Logs: The First Line of Defence
"Logs are the most familiar to developers," Josie said, pulling up an example on her laptop. "They record detailed information about events in your application, like errors, warnings, and informational messages."
"Logs are automatically centralised by Alex’s platforms team," Josie explained. "For you, it's as simple as checking the logs with kubectl logs -f
during development or viewing them in Grafana for a consolidated view of application behaviour. No setup needed!"
Metrics: Watching the Bigger Picture
Josie moved on to metrics, which provide aggregated views of application and cluster performance.
"Grafana is your window into application performance, Bob. You can create panels to monitor metrics like CPU, memory, network, disk usage, latency, and even Apdex scores to measure user satisfaction. These metrics give you a clear, actionable view of your app's health."
Josie opens up Grafana and pulls up an example dashboard:
"Something like this would help you observe how well your app is performing" she says. "It includes, the basic CPU/Memory usage as well as the network traffic/latency and an Apdex rating so you can see how well your app is responding to users ... not very well based on this example 😅"
Traces: End-to-End Visibility
Josie saved the most exciting pillar for last: traces.
"Tracing lets you follow a request through your system," she explained. "It's invaluable for identifying bottlenecks in microservices."
Setting Up Tracing
Bob used OpenTelemetry to instrument his app for distributed tracing:
const tracer = require('@opentelemetry/api').trace.getTracer('example-app');
const span = tracer.startSpan('http_request');
span.end();
"With traces, you can see exactly where your system is slowing down," Josie added.

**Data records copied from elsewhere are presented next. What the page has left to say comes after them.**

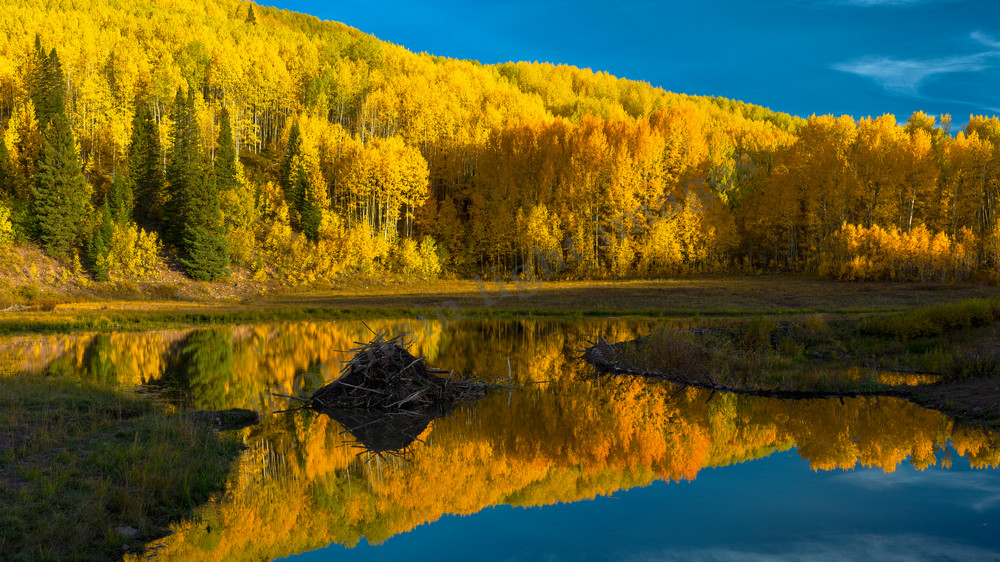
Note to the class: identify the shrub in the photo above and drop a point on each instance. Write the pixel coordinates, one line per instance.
(6, 226)
(134, 254)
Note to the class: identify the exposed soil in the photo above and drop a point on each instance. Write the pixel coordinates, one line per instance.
(976, 399)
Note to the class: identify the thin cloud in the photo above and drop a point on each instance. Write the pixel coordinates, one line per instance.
(871, 3)
(904, 76)
(881, 3)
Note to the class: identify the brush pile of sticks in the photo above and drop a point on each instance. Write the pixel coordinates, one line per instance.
(383, 375)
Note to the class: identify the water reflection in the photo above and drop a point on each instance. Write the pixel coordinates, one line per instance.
(302, 484)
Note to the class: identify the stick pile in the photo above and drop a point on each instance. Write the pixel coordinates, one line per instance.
(384, 376)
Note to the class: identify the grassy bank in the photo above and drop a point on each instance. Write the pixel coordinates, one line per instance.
(944, 356)
(90, 474)
(674, 298)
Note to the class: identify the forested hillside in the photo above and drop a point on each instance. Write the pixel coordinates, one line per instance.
(302, 150)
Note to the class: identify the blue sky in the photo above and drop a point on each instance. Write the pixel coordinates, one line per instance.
(859, 57)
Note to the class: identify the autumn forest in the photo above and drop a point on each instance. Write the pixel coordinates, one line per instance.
(236, 136)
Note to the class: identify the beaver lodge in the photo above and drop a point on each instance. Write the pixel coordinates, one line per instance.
(383, 376)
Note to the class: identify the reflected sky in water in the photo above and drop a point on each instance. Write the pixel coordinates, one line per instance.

If you're not already using tools like Loki, Grafana or Open Telemetry, don't worry! We'll cover these in a separate article on setting up a robust observability stack.
Combining the Pillars
Josie helped Bob combine all three pillars into a cohesive observability setup:
- Metrics showed a spike in latency
- Traces pinpointed the backend service causing delays
- Logs revealed a misconfigured database query
"Observability isn’t just about finding problems," Josie said. "It's about understanding your system deeply."
Putting it all together
To illustrate, Josie walked Bob through a real-world scenario:
- Problem Detected: Metrics showed an increase in request latency
- Root Cause Found: Traces revealed a bottleneck in the backend
- Issue Confirmed: Logs identified an outdated library causing the slowdown
"Without observability, you'd be shooting in the dark" Josie said.

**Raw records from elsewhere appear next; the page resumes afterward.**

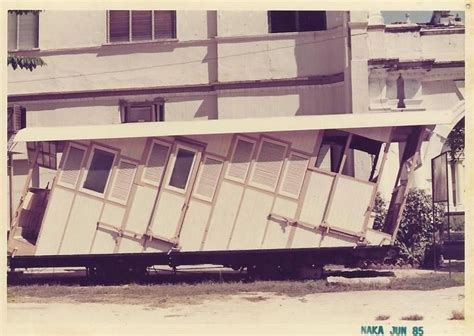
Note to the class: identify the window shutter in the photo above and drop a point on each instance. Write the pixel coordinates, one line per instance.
(268, 165)
(123, 181)
(208, 179)
(239, 164)
(164, 24)
(72, 166)
(294, 175)
(119, 26)
(28, 31)
(141, 25)
(12, 33)
(156, 164)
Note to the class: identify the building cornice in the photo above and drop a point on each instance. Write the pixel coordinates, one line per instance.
(179, 89)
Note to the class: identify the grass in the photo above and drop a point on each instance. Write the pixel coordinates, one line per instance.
(170, 294)
(457, 315)
(413, 317)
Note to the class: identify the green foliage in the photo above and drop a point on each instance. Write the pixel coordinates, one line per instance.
(24, 62)
(455, 141)
(417, 227)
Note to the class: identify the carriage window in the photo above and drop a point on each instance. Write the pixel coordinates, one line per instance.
(182, 168)
(99, 171)
(331, 151)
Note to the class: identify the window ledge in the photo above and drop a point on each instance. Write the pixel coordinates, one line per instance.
(161, 41)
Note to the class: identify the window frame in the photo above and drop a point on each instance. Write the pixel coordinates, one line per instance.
(64, 158)
(229, 163)
(87, 168)
(157, 110)
(17, 30)
(255, 162)
(171, 165)
(130, 37)
(147, 161)
(296, 28)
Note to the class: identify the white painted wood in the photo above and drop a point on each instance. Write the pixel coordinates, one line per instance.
(277, 234)
(81, 225)
(251, 220)
(266, 170)
(225, 210)
(194, 225)
(239, 164)
(54, 221)
(350, 203)
(167, 214)
(122, 181)
(304, 237)
(208, 178)
(335, 241)
(141, 209)
(293, 175)
(105, 241)
(316, 198)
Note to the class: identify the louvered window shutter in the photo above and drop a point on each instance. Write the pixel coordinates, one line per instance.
(240, 162)
(156, 164)
(141, 26)
(164, 24)
(72, 166)
(294, 175)
(123, 181)
(208, 179)
(119, 26)
(28, 31)
(268, 166)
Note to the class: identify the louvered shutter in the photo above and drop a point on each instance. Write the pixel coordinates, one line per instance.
(119, 26)
(155, 166)
(164, 24)
(240, 162)
(28, 31)
(123, 181)
(141, 25)
(72, 166)
(268, 166)
(294, 175)
(208, 179)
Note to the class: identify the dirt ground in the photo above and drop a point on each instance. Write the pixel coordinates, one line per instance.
(325, 313)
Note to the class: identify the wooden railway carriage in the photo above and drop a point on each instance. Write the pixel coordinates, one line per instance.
(207, 187)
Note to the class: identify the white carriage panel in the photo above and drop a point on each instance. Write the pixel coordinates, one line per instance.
(218, 144)
(54, 221)
(81, 226)
(131, 147)
(194, 226)
(251, 220)
(167, 214)
(304, 141)
(141, 209)
(130, 245)
(316, 198)
(305, 237)
(334, 241)
(105, 240)
(350, 204)
(277, 234)
(223, 217)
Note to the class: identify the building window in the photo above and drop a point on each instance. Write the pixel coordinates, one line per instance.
(133, 26)
(99, 170)
(142, 112)
(23, 30)
(296, 21)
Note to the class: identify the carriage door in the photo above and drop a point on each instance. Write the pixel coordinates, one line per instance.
(176, 191)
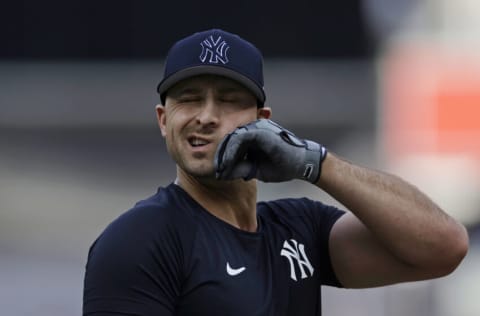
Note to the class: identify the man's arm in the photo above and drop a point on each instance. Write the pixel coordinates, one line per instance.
(394, 232)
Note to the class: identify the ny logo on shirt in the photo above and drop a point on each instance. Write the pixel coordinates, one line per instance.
(295, 252)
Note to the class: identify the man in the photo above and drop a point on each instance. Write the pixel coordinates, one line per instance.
(204, 246)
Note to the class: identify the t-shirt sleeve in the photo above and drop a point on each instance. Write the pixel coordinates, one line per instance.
(134, 268)
(325, 217)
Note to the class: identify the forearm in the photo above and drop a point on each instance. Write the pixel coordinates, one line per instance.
(409, 225)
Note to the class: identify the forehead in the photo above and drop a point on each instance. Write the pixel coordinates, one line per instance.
(204, 82)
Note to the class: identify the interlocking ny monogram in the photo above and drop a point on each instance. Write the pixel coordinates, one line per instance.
(296, 252)
(215, 49)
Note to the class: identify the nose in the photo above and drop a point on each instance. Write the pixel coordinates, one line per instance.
(209, 112)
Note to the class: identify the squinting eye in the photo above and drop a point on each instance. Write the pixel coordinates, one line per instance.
(188, 99)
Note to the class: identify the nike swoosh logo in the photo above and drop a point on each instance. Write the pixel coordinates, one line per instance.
(233, 272)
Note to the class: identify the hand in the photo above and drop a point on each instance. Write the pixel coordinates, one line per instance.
(266, 151)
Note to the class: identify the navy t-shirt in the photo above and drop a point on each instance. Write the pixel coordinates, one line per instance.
(169, 256)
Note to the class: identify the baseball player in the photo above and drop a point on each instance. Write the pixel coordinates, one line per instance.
(203, 244)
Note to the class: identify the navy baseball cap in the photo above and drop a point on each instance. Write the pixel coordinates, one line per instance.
(214, 52)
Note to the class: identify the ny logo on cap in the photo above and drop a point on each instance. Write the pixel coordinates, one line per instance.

Bob reflected on what he’d learned, jotting down notes:
- Logs capture granular details for debugging
- Metrics provide a high-level view of trends
- Traces link everything together, revealing root causes
- Observability is critical for proactive problem detection, optimisation, and security
Josie smiled. "With these tools, you can uncover hidden threats and keep your cluster running smoothly. You can also deploy confidently, knowing that any issues can be quickly identified and addressed."
"What's next?" Bob asked eagerly.
"Well, now that you can observe your cluster's behaviour, the next step is to ensure your workloads are actively protected against real-time threats" Josie responds.